Somebody's gotta maintain the cosmic Perl/Python balance.


Re: Email::Store is dead! Long live Email::Store!

2007-09-14 Thread Simon Wistow
On Fri, Sep 14, 2007 at 05:00:51PM -0400, Christopher Nehren said:
 I've been working on cobbling together a modern mailing list manager
 written in Perl (Saddlebags), because I find it absolutely
 unacceptable that things like the dbic list are running on mailman. As
 a part of this, the subject of storing emails in databases came up.
 Obviously, we turned to Email::Store.

I'm all in favour of rewriting Email::Store - I've never got round to 
doing all the work I needed to do rewriting it. Everytime I sit down 
to do it something else gets in the way.

As for Perl MLMs - have you looked at Siesta? It's a bit rough and ready 
in some places but I've been running mailing lists off it for years.




Re: Email::Store is dead! Long live Email::Store!

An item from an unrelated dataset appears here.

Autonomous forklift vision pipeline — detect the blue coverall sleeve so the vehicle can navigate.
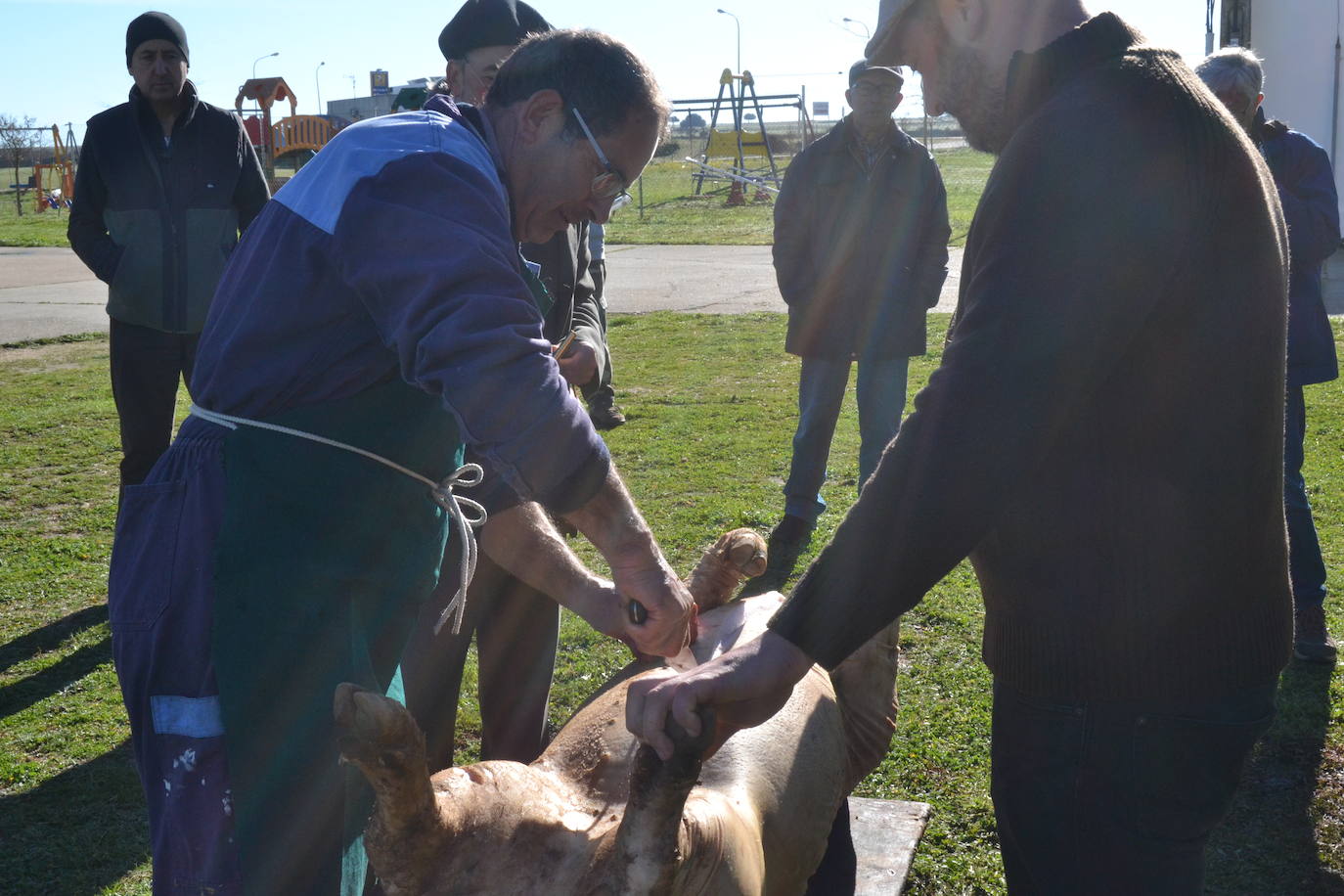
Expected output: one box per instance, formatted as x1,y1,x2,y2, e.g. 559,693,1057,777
335,147,610,514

2007-09-14 Thread Christopher Nehren
On 14/09/2007, Ricardo SIGNES [EMAIL PROTECTED] wrote:
 * Christopher Nehren [EMAIL PROTECTED] [2007-09-14T17:00:51]
  We've got a (mostly empty for the moment) repo at
  http://www.coitusmentis.info/repos/email-archive/ , hosted on my home cable

 Would you like to host this on emailproject.perl.org, on a nice Sun server at 
 a
 datacenter?

Oh, most certainly! That'd definitely make things easier for me, and
would probably make my ISP a far deal happier too. There's only a
couple of files there now -- been spending my time writing tests for
(and finding subtle bugs in!) Saddlebags.